Additionally this will allow proper tracking of the backing chain. --- src/qemu/qemu_driver.c | 108 +++++++++---------------------------------------- 1 file changed, 19 insertions(+), 89 deletions(-)
It's also a nice diffstat :)
@@ -12863,26 +12859,12 @@ qemuDomainSnapshotCreateSingleDiskActive(virQEMUDriverPtr driver, if (virAsprintf(&device, "drive-%s", disk->info.alias) < 0) goto cleanup;
- /* XXX Here, we know we are about to alter disk->src->backingStore if - * successful, so we nuke the existing chain so that future commands will - * recompute it. Better would be storing the chain ourselves rather than - * reprobing, but this requires modifying domain_conf and our XML to fully - * track the chain across libvirtd restarts. */ - virStorageSourceClearBackingStore(disk->src); -
Yay - moving the code in the direction that the comments hinted we should be moving.

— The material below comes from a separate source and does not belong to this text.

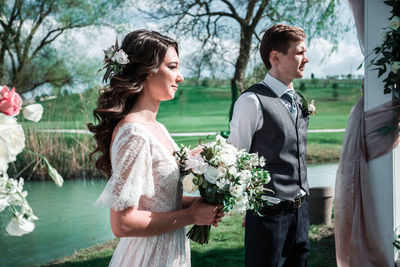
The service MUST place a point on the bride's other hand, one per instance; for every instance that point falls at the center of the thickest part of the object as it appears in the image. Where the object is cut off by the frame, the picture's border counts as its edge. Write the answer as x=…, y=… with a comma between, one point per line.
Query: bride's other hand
x=206, y=214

if (virStorageFileInit(snap->src) < 0) goto cleanup;
if (qemuGetDriveSourceString(snap->src, NULL, &source) < 0) goto cleanup;
- if (VIR_STRDUP(newsource, snap->src->path) < 0) - goto cleanup; - - if (persistDisk && - VIR_STRDUP(persistSource, snap->src->path) < 0) - goto cleanup;
One thing this code was trying to do is hoist all allocation up front, so that if we hit OOM, we have not made any permanent changes and can therefore safely roll back.
@@ -12969,33 +12942,18 @@ qemuDomainSnapshotCreateSingleDiskActive(virQEMUDriverPtr driver, /* Update vm in place to match changes. */ need_unlink = false;
- VIR_FREE(disk->src->path); - virStorageNetHostDefFree(disk->src->nhosts, disk->src->hosts); - - disk->src->path = newsource; - disk->src->format = format; - disk->src->type = snap->src->type; - disk->src->protocol = snap->src->protocol; - disk->src->nhosts = snap->src->nhosts; - disk->src->hosts = newhosts; + if (!(tmp = virStorageSourceCopy(snap->src, false))) + goto cleanup;
But here, you've delayed the allocation until after we've already made some changes. You'll need to hoist the call to virStorageSourceCopy() to occur in the same place as the code it is replacing.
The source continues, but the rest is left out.